高度医療を提供し、未来の医療を切り拓く関西医科大学附属病院。今年4月に新病院長に就任した松田病院長に、コロナ禍で問われる医療の本質をはじめ、同院が取組む最先端医療と目指すべき病院像についてお話をうかがった。

新型コロナ禍の医療

感染対策と安全が医療現場の最重要テーマ

日本の医療はコロナ禍で逼迫。未曾有の医療災害によって、医療崩壊の危機に直面している。「今の医療では、コロナ感染患者さんとそれ以外の患者さんをどのように分けて診療するかが重要です」と語り始めたのは、2021年4月に新院長に就任した松田公志病院長である。「日本全体がコロナ一色で混乱するなか、急増するコロナ患者さんだけを診て、他の患者さんを診ないという選択肢はありません。
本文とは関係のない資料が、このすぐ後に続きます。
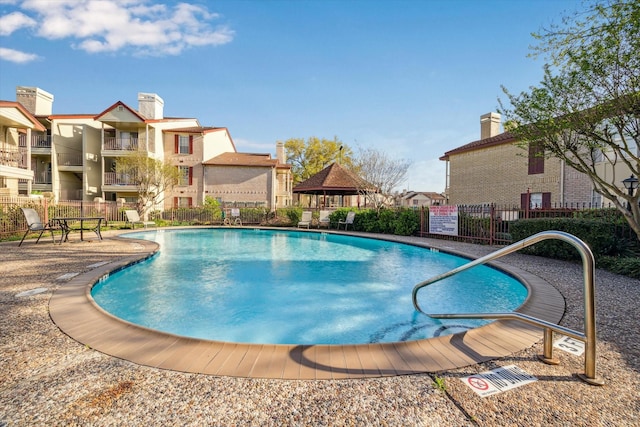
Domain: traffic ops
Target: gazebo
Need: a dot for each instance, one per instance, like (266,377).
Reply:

そこで関西医科大学ではコロナ患者さんを関西医科大学総合医療センターが一括して対応し、当院では可能な限り、3次救命を含めた通常医療を続けております。当院の特徴は45の高度に専門化された診療科とハートセンターや脳卒中センターなど7つの集学的な治療を可能にしたセンターを有している点です。『最先端かつ個々の患者さんに最適な診療を提供すること』を使命に、安全であたたかい医療を提供します」。本院では感染制御部に感染症対策の指導的立場の医師を配し、科学的根拠に基づいた感染対策を日々実行。医療圏内唯一の特定機能病院、地域がん診療連携拠点病院、がんゲノム医療連携病院、大阪府アレルギー疾患拠点病院、大阪府難病診療拠点病院など様々な顔を持つ大学病院として地域医療に貢献している。「コロナ終息後の地域医療を見据えれば、今後目指すべきは病院の機能分化です。現在、当院は北河内地区の16病院が連携する『北河内メディカルネットワーク』の中心病院として、地域包括医療システムの構築に寄与しています。大学病院ならではの技術を他院へ開放し、当院のPETやMRIなど放射線機器を用いた検査を自由に予約していただくなど各病院との連携強化を進めております」とコロナ収束後も見据えた対応策を講じている。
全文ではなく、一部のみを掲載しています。